Warum wir explosionsgeschützten Quarz in Badezimmerheizungen verwenden
Badezimmer sind für Elektronikgeräte sehr anspruchsvoll. Es gibt dort viel Dampf, hohe Luftfeuchtigkeit sowie plötzliche Temperaturwechsel – sobald man aus der Dusche tritt. Wenn man in solchen Umgebungen eine normale Quarzlampe verwendet, riskiert man Probleme. Stellen Sie sich vor: Eine glühend heiße Röhre wird von einem einzigen kalten Wassertropfen getroffen – das reicht aus, damit das Glas zerbricht.
Um das zu verhindern, verwenden wir explosionsgeschützten Quarz.
Mit Hitze und Kälte umgehen
Normales Quarzglas kann zwar gut Wärme abgeben, hat aber Probleme mit „thermischen Schocks“. Wenn ein kleiner Bereich des Glases sofort abkühlt, während der Rest weiterhin extrem heiß ist, entsteht so viel Spannung, dass die Röhre zerbricht. Wir lösen dieses Problem, indem wir eine verstärkte Glasmatrix oder eine spezielle Beschichtung verwenden. Dadurch hat das Glas etwas mehr Flexibilität und kann Temperaturschwankungen von mehreren hundert Grad aushalten, ohne zu zerbrechen.
Aber es gibt einen Haken: Wenn das Glas zu dick ist, kann die Wärme nicht hindurchdringen. Dann kann die Lampe die gewünschte Wärme nicht abgeben. Es handelt sich dabei um ein Gleichgewichtsproblem – die Wandstärke muss ausgelegt sein, sodass die Infrarotwärme hindurchdringen kann, aber gleichzeitig stark genug sein, um nicht zu zerbrechen.
Sicherheit gewährleisten
Wasser und Strom passen einfach nicht zusammen. Da Wasserdampf tatsächlich einen Stromfluss ermöglichen kann, konzentrieren wir uns nicht nur auf das Glas. Wir verwenden außerdem versiegelte Anschlüsse sowie isolierte Halterungen. Dadurch bleibt der Strom dort, wo er hingehört, und dringt nicht in das Metallgehäuse ein.
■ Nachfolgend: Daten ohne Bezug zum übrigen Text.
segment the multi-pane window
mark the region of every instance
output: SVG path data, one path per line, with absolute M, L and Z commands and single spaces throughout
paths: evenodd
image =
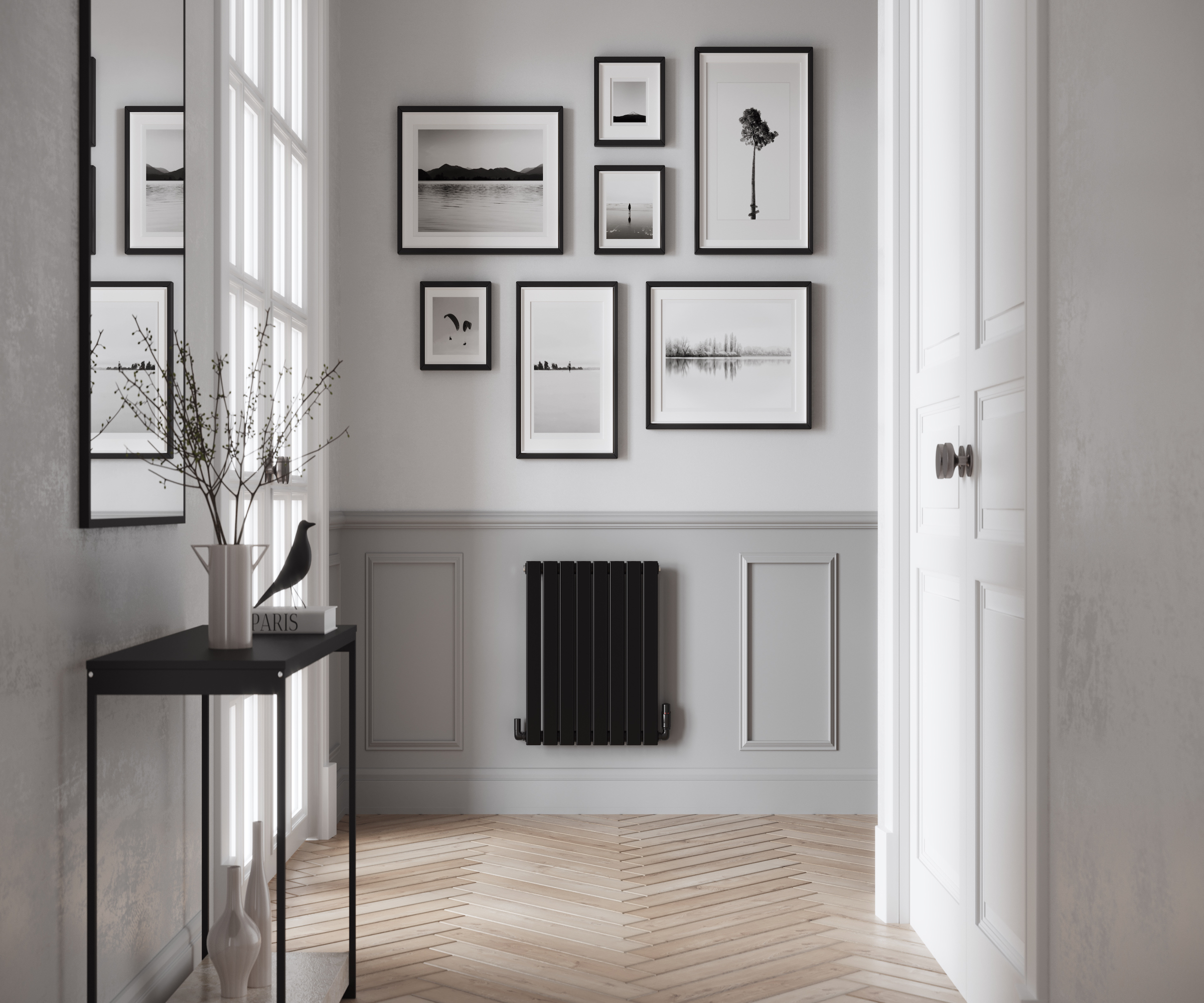
M 222 352 L 229 358 L 231 393 L 252 429 L 244 473 L 281 459 L 290 461 L 288 483 L 260 489 L 254 506 L 243 503 L 231 517 L 246 519 L 243 543 L 270 543 L 270 556 L 255 571 L 259 597 L 276 578 L 293 545 L 297 523 L 309 508 L 306 471 L 306 425 L 296 423 L 279 450 L 262 441 L 261 429 L 279 425 L 288 402 L 303 389 L 308 368 L 311 325 L 306 311 L 307 113 L 306 29 L 311 0 L 224 0 L 229 22 L 224 87 L 224 123 L 219 135 L 229 151 L 222 158 L 226 177 L 222 213 L 222 247 L 226 258 L 228 307 L 223 311 Z M 266 340 L 260 331 L 266 324 Z M 255 371 L 258 379 L 250 379 Z M 275 414 L 268 412 L 275 400 Z M 266 455 L 277 452 L 277 455 Z M 232 509 L 232 506 L 231 506 Z M 277 592 L 268 606 L 309 602 L 308 579 Z M 306 673 L 289 677 L 288 812 L 289 826 L 305 818 L 306 804 Z M 275 697 L 224 697 L 222 721 L 223 809 L 226 857 L 249 860 L 250 824 L 275 815 Z

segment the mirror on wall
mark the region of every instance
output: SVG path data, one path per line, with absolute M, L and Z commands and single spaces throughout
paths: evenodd
M 184 336 L 184 0 L 81 0 L 79 22 L 81 524 L 183 523 L 149 461 Z

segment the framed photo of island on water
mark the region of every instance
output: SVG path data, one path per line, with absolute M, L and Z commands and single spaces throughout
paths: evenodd
M 665 253 L 665 167 L 594 167 L 594 253 Z
M 562 107 L 397 108 L 399 254 L 562 254 Z
M 520 282 L 518 458 L 619 456 L 618 282 Z
M 810 254 L 811 48 L 694 58 L 695 254 Z
M 809 282 L 649 282 L 649 429 L 809 429 Z
M 182 107 L 125 107 L 125 253 L 184 253 Z
M 490 370 L 491 282 L 420 282 L 419 368 Z
M 594 58 L 594 146 L 665 146 L 665 57 Z

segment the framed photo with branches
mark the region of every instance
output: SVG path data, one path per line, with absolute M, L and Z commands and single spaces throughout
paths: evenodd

Ein weiterer Tipp: Achten Sie auf hochwertige Halterungen. Wenn diese von schlechter Qualität sind, können die kleinen Vibrationen aus dem Lüftungssystem oder der Decke dazu führen, dass das Glas gegen den Metallrahmen reibt. Im Laufe der Zeit entstehen dadurch Schwachstellen, und die Lampe versagt bereits früher, als eigentlich nötig wäre.
Die Realität
„Explosionsgeschützt“ bedeutet nicht „unzerstörbar“. Diese Lampen erzeugen eine enorme Menge an Wärme. Wenn das Gehäuse der Heizung nicht genug Platz zum Atmen hat, bleibt diese Wärme dort und kann die Kontakte sowie die Leitungen im Laufe der Zeit beschädigen. Der Quarzrohr kann zwar die hohe Belastung aushalten, aber man muss sicherstellen, dass es ausreichend Luftzirkulation gibt, damit die elektrischen Komponenten kühl bleiben. Andernfalls tauscht man einfach ein Problem gegen ein anderes aus.